The party skipped over a resolution that would have stated the party’s support for SB 1070 and Proposition 187, a 1994 effort to cut public benefits to undocumented immigrants.
But gubernatorial candidate Meg Whitman has stated opposition to both SB 1070 and Proposition 187, and there was some concern last week that her stance would cause tension for the party. Some party activists accused Whitman last week of trying to block the vote over SB 1070 support. She planned to leave the conference before the vote was to occur.
Some conservative Republicans criticized the party for dropping the resolution, the Los Angeles Times reported:
Assemblyman Chuck DeVore, a conservative Republican who lost to Fiorina in the primary, said that by killing the immigration resolution Whitman and party leaders had picked a fight with their most dedicated activists. Indeed, delegates shouted and argued with each other outside a committee meeting Saturday, after the measure died.

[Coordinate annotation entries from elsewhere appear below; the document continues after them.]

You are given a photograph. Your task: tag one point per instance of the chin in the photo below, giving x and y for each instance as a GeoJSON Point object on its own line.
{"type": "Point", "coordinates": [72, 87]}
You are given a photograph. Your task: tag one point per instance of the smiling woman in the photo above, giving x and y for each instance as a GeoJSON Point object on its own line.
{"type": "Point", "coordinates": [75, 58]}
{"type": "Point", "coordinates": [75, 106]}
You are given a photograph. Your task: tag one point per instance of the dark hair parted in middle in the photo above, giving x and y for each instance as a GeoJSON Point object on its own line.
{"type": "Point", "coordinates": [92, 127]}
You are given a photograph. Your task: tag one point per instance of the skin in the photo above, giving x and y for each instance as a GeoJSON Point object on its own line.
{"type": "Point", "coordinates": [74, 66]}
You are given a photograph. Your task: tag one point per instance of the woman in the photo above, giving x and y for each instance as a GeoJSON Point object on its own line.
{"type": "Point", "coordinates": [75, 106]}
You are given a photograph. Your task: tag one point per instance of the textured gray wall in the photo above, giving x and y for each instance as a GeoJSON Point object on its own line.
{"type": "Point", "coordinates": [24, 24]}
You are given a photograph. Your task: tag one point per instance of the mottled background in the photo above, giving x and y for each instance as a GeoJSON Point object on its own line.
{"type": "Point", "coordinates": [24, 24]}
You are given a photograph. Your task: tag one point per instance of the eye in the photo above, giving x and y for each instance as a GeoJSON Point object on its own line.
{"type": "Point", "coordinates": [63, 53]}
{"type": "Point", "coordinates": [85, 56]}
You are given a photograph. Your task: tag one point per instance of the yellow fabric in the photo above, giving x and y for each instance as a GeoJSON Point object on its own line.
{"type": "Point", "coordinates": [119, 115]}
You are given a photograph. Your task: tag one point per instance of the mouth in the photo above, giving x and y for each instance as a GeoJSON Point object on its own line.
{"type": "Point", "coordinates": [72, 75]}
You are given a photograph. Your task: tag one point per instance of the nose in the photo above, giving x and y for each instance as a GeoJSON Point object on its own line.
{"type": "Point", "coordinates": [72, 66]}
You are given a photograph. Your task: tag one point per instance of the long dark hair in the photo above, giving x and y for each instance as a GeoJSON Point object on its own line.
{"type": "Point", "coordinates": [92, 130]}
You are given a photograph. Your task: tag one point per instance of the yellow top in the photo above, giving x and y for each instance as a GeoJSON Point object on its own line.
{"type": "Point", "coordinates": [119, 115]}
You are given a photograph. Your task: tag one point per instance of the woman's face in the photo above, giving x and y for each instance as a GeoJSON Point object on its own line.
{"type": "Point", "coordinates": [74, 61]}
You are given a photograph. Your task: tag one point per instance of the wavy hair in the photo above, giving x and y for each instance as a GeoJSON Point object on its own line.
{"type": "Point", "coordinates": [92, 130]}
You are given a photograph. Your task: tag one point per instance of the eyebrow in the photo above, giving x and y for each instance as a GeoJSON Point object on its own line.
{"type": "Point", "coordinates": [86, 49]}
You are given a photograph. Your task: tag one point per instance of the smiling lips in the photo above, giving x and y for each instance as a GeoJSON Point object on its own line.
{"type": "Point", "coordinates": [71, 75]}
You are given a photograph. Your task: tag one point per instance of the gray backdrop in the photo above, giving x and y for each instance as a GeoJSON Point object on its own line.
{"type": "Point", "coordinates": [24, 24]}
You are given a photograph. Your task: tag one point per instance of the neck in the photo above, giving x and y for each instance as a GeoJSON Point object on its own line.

“Don’t ask us to walk precincts but to shut up when we’re at our convention,” said delegate Karen England.
But Barajas said Republicans risked a continued slide if they fail to win over Latinos. About 31% of registered voters in California are Republican, down six points since 1994.
“Unless Republicans do that, we could put up a sign that says, ‘This way to the Whig party.’ ” he said.
Whitman claimed to be “tough as nails” on immigration during her Republican primary, but since softened her tone, in part to attract support from Latino voters in the state. The party’s decision to skip over the vote on SB 1070 and Proposition 187 could indicate they are committed to doing the same.